Voilà le bilan prometteur pour l’avenir, bilan que Cohen dresse à partir du passé. Mais ce poète et chanteur canadien ne se veut le porte-parole ni d’une solution politique, ni d’un quelconque message. Bien au contraire, il faut se rendre à l’évidence que cet homme, longtemps énormément apprécié par beaucoup de femmes, prête toujours „un pouvoir salutaire à l’amour, comme le prouvent des chansons comme Light As The Breeze. C’est une de celles que l’on peut mettre parmi les Songs of love and hate de Cohen.
Les citations qu’utilise Cohen sont toujours bien choisies, qu’il s’agisse d’extraits de ses propres textes ou de celles dont il a trouvé l’inspiration chez Dylan, comme Anthem ou encore Everything Is Broken. Mais il refuse de faire du surplace et dit qu’à côté, de l’amour, il voit bien „dans les semences de notre régénération qui repoussent les mauvaises herbes de notre pourriture“ la solution à tous nos problèmes. On retrouve cette idée dans sa chanson Democracy. Peu importe alors comment on juge la qualité, des textes d’un grand interprète et compositeur, disons que ses chansons sont avant tout honnêtes. „Honnêtes parce que je ne recherche rien d’autre que l’honnêteté, Selon moi, l’honnêteté, est un appel à la tolérance“.
Et en tout, le nouvel album de Cohen – qui n’est pas aussi futuriste qu’il voudrait bien le faire croire – contient neuf chansons.

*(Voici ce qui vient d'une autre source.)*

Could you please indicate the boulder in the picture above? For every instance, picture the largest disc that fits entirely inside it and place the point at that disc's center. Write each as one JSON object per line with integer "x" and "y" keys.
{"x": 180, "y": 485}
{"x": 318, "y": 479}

L’une d’entre elles, Always, est issue de la plume d’Irving Berlin; une autre, Be For Real. est une reprise de Frederick Knight. Ce qui est absolument inhabituel et peu caractéristique de Cohen, c’est que le dernier morceau est complètement instrumental: il s’agit de Tacoma Trailer, qui peut être considéré comme étant le point final des idées quelque peu désenchantées d’un artiste habitué, aux poèmes en chansons.
Pour cet homme âgé de 60 ans, il ne s’agit pas de savoir si l’amour prime sur la démocratie. Pour lui, le plus important,, c’est de survivre. Et quand on l’interroge sur les dangers que constitue le fascisme, lui le Juif toujours croyant, même s’il ne respecte pas tous les rites imposés par sa religion, il répond ne s’agit pas tant de la renaissance d’un nouvel Hitler un jour sur la terre, mais bien plus d’une prédisposition des esprits à une telle renaissance. En fait, c’est notre responsabilité individuelle face au passé, de l’humanité, qui devrait tous nous inciter à la tolérance“.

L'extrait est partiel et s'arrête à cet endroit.